Die Reise zur Himmelsburg

Von Barbara Schleicher und Fritz Keller

Welcome in Sri Lanca - welcome in paradise in ausgezeichnetem Englisch begrüßt uns Iqkram Jaleel am Bandaranaike International Airport in Colombo. In den nächsten acht Tagen wird uns der sympathische 42-Jährige als persönlicher Reiseführer und Chauffeur begleiten. Schnell ist das Gepäck im luxuriösen, vollklimatisierten Nissan verstaut. Der Linksverkehr und die englischsprachigen Straßenschilder erinnern an die britischen Kolonialherren, die 1948 das Land verlassen haben. Annähernd 97.000 km umfasst das dichte Straßennetz - Staub- und Schotterpisten eingerechnet. PKWs, LKWs und Tuk-Tuks (Dreiradtaxis) fahren, dichtgedrängt und rasant, an Menschen und Haustieren vorbei. Wir sind froh über unseren einheimischen Chauffeur, der nach dreistündiger Fahrt das erste Reiseziel ansteuert.

Pinnawella Elephant Orphanage heißt das 1975 eröffnete Waisenhaus, das heute 67 Dickhäuter beheimatet. Viele Jungtiere sind verletzt, verwaist oder verirrt aufgefunden worden.
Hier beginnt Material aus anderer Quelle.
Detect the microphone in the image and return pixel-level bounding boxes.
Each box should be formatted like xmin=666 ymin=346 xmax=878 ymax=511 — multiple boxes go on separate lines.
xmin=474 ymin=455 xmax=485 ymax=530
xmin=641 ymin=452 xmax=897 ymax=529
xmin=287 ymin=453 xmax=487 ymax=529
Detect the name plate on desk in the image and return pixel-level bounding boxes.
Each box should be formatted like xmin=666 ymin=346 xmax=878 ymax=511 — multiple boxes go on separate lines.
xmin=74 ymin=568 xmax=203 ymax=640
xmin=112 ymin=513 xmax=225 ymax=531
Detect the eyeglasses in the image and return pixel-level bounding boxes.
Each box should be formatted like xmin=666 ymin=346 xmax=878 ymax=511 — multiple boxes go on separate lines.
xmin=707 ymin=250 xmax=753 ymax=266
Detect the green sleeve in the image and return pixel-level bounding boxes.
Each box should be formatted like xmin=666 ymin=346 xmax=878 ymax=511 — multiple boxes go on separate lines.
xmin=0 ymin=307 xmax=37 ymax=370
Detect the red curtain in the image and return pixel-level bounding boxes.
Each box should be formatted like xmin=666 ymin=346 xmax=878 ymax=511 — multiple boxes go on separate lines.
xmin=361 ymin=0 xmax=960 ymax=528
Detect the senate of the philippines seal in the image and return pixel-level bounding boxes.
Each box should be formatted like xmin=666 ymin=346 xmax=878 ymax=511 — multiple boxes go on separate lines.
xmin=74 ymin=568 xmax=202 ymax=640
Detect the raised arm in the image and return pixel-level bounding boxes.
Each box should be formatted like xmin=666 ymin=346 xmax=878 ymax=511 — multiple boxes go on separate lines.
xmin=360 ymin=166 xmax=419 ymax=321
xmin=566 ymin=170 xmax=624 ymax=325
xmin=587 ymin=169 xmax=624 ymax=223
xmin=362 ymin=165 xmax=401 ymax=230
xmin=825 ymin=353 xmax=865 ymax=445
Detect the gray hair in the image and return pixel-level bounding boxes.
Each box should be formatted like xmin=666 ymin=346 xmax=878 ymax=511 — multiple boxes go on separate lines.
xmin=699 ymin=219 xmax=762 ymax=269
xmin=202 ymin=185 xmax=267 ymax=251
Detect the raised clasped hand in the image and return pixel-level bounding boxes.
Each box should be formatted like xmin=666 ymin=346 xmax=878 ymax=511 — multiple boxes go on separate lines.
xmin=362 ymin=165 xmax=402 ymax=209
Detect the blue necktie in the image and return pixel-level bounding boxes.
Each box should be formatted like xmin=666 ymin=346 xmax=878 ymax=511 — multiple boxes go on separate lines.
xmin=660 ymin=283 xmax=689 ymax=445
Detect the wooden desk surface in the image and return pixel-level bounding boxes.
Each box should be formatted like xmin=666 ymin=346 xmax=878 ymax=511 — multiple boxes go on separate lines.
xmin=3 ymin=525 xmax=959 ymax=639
Iqkram macht uns auf die junge Elefantenkuh Sama (Frieden) aufmerksam, die auf eine Landmine getreten ist - eine Spätfolge des 20-jährigen Bürgerkrieges. Deutsche Tierschützer haben eine "Beinprothese" anfertigen lassen, der sich das zentnerschwere Tier aber schnell entledigt hat. Mit dem Rüssel helfen ihr die anderen Tiere auf unwegsame Anhöhen.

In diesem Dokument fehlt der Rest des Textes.